Google puts it best on their own site: “Simple, high quality virtual reality.” This will not blow minds with fidelity, but the simulation won’t break immersion either, and it can be afforded by far more people.

The specs:

  • Available in two different versions. The $49 version is powered by your smartphone and comes with a fabric headset. It’s compatible with a number of different android phones.
  • The second, standalone version is being produced in partnership with Lenovo, and retailing for $399. It’s a much more powerful system, providing higher quality. The hardware is all built right into the headset, no smartphones, wires, or extra sensors required. Just grab and go.
  • While the stand-alone version is more powerful, both offer immersive VR experiences for considerably less than most stand-alone VR systems.

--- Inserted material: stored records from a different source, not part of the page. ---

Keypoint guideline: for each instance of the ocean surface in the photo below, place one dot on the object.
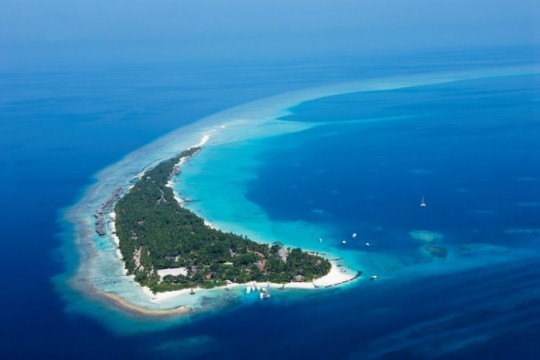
(308, 168)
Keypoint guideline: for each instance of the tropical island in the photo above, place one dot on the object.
(158, 235)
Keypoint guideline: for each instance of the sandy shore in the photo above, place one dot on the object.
(336, 276)
(123, 303)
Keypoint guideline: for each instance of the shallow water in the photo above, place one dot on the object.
(479, 302)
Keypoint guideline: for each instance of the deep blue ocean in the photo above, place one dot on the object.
(469, 147)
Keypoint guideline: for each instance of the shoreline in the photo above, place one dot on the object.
(335, 277)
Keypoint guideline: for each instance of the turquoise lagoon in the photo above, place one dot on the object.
(327, 162)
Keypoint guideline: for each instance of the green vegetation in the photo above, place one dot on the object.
(155, 233)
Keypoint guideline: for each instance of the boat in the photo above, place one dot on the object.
(264, 294)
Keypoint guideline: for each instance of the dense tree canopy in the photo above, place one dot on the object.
(155, 233)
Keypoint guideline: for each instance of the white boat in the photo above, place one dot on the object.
(264, 294)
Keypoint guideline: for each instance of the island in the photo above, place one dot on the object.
(168, 247)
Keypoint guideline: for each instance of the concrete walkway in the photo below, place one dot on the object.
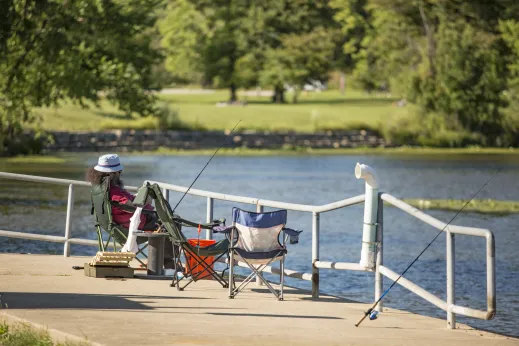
(45, 290)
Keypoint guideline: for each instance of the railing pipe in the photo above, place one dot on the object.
(39, 179)
(259, 209)
(369, 229)
(30, 236)
(379, 278)
(450, 242)
(340, 204)
(315, 254)
(70, 207)
(340, 266)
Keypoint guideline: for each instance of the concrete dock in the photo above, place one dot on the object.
(45, 290)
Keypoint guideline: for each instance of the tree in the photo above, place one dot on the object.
(230, 43)
(57, 49)
(301, 59)
(203, 40)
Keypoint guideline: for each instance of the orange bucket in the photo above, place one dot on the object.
(193, 267)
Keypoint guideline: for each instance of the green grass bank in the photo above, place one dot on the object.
(313, 112)
(21, 334)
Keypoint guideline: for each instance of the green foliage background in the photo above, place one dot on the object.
(454, 63)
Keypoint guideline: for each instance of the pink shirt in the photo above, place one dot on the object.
(122, 217)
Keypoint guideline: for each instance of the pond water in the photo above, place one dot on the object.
(316, 180)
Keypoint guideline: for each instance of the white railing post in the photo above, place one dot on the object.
(165, 193)
(451, 317)
(315, 254)
(209, 232)
(259, 209)
(379, 283)
(70, 206)
(369, 229)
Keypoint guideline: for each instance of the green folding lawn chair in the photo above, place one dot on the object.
(172, 224)
(102, 210)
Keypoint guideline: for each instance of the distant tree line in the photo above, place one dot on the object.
(456, 62)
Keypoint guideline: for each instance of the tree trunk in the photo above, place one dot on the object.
(233, 93)
(431, 44)
(279, 94)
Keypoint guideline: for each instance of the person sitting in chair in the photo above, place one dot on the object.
(109, 166)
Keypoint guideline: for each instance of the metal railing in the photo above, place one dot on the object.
(378, 267)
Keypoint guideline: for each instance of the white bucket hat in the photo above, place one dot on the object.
(109, 163)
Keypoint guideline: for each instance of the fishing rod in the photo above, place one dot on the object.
(189, 188)
(370, 310)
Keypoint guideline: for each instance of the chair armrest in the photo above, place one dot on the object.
(293, 234)
(223, 229)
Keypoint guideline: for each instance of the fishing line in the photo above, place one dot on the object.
(189, 188)
(370, 310)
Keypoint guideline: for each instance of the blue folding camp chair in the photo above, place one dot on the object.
(257, 243)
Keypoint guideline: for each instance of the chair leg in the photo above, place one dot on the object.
(231, 274)
(100, 239)
(176, 259)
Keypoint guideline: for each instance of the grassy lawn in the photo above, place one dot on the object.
(21, 334)
(315, 111)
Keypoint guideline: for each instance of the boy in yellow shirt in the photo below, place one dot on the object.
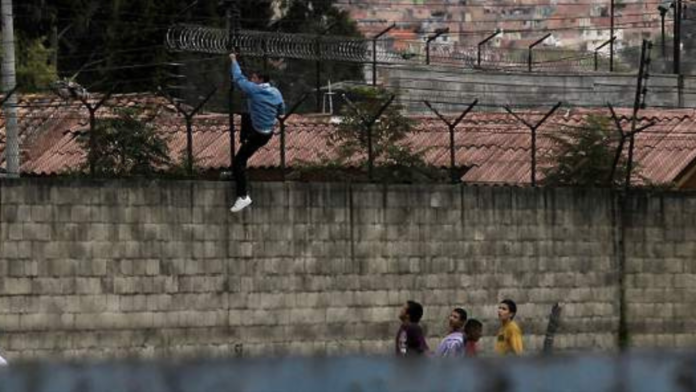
(509, 339)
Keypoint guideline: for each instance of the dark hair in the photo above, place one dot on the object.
(461, 312)
(471, 325)
(511, 305)
(263, 76)
(414, 310)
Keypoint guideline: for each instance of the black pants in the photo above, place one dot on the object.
(251, 142)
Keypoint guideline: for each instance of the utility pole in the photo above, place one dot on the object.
(677, 35)
(611, 36)
(9, 84)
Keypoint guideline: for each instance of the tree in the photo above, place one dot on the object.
(395, 160)
(102, 43)
(126, 145)
(296, 77)
(584, 156)
(34, 69)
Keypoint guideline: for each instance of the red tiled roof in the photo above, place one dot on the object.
(495, 147)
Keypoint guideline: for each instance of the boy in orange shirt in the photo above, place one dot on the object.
(509, 339)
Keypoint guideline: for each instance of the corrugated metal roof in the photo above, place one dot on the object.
(495, 147)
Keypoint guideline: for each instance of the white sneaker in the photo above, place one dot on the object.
(241, 203)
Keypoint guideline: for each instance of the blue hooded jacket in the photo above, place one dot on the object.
(265, 101)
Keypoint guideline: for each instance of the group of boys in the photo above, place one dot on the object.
(462, 335)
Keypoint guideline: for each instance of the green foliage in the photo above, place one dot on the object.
(585, 155)
(126, 145)
(34, 69)
(295, 77)
(395, 160)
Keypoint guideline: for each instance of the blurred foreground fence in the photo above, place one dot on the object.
(635, 373)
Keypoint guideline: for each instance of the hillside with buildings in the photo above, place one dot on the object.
(577, 25)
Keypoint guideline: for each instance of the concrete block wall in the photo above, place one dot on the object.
(661, 270)
(110, 269)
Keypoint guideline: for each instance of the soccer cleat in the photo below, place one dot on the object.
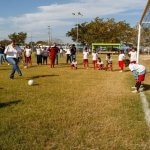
(141, 89)
(135, 91)
(133, 87)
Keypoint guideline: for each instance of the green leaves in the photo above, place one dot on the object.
(100, 30)
(18, 37)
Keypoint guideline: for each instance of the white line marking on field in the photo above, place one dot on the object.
(146, 108)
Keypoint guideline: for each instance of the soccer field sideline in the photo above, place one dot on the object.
(101, 113)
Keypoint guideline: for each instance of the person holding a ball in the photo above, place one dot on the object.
(12, 52)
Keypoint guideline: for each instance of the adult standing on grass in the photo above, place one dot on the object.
(12, 52)
(2, 56)
(39, 55)
(53, 51)
(73, 52)
(139, 72)
(121, 59)
(27, 54)
(133, 56)
(56, 55)
(45, 55)
(68, 53)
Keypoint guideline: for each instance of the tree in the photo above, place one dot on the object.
(18, 37)
(100, 30)
(5, 42)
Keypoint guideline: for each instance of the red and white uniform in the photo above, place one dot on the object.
(121, 60)
(140, 70)
(85, 56)
(94, 58)
(100, 65)
(28, 52)
(133, 56)
(74, 64)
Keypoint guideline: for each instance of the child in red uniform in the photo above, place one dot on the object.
(108, 62)
(74, 64)
(94, 58)
(52, 54)
(121, 58)
(100, 64)
(139, 72)
(85, 58)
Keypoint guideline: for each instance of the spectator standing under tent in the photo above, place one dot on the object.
(45, 55)
(39, 55)
(12, 52)
(27, 54)
(2, 56)
(53, 52)
(73, 52)
(68, 53)
(61, 52)
(133, 55)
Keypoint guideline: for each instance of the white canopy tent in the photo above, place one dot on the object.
(145, 21)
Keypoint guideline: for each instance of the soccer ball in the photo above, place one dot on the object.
(25, 67)
(30, 82)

VIVE has been the standard bearer for a while, with their previous wired headset dominating the scene for HD virtual reality. The Pro bumps up audio, visual, and motion-tracking quality, while removing the wires. It isn’t standalone, however, and requires an even more expensive PC to take full advantage of compatible software.

The specs:

  • As one of the top tier “professional grade” systems, the Vive Pro offers the highest quality in resolution and speed.
  • Capable of fully realistic experiences, with access to much of the best software available for VR systems. Room setup and trackers assure the best-quality VR experience available.
  • Uses Intel’s WiGig chip for a fast, reliable connection with no lag.
  • Of course, professional quality also comes with a professional price tag at $799 for the headset only.


Oculus Go


Facebook’s Oculus Rift is the VIVE’s main competitor for high quality VR, but without a TPCAST adaptor, it still isn’t wireless yet. Instead, they’ve introduced the Go, a lower-quality yet lower cost wireless VR set for the masses.

The specs:

  • Retailing at $199 for the headset and controller, it stands as a more cost-effective “middle-of-the-road model.”
  • Providing a moderate quality stand-alone system, there’s no smartphone required, but it lacks the punch and fully immersive experience of higher-tier systems.
  • Built by Facebook, it benefits from the considerable support framework and software catalogue.
  • Serves as a bridge to it’s more powerful elder sibling, the Oculus Rift, which does not yet fully support wireless functionality or battery power.


Samsung Gear VR


Samsung has also entered the arena of mid-tier VR, taking advantage of its top-tier smartphones to provide most of the capabilities. The headset and controller add important head and hand-tracking features, while using the phone’s gyroscope and screen to provide the rest of the feedback.

The specs:

  • Retails at $129 for the headset/controller combo
  • Requires a Samsung-brand smartphone to use.
  • Backed by Oculus technology. It (like the Oculus Go) benefits from Oculus/facebook support
  • Like the other more modestly-priced options, it offers moderately immersive experiences


Breaking the Chains

As with all technology, time and innovation continue to level and broaden the playing field for virtual reality. New adapters from 3rd parties, along with new 1st party hardware, means high-end VR systems will be smaller, lighter, and easier to use than ever before. At the same time, newer more sophisticated options that work with your existing smartphones continue to help bridge the gap to mass-market consumers, making sure VR can be had by all. Taken together, these developments paint a very encouraging picture, one where agile, uninterrupted VR experiences for learning, entertainment, and everything in-between is right around the corner.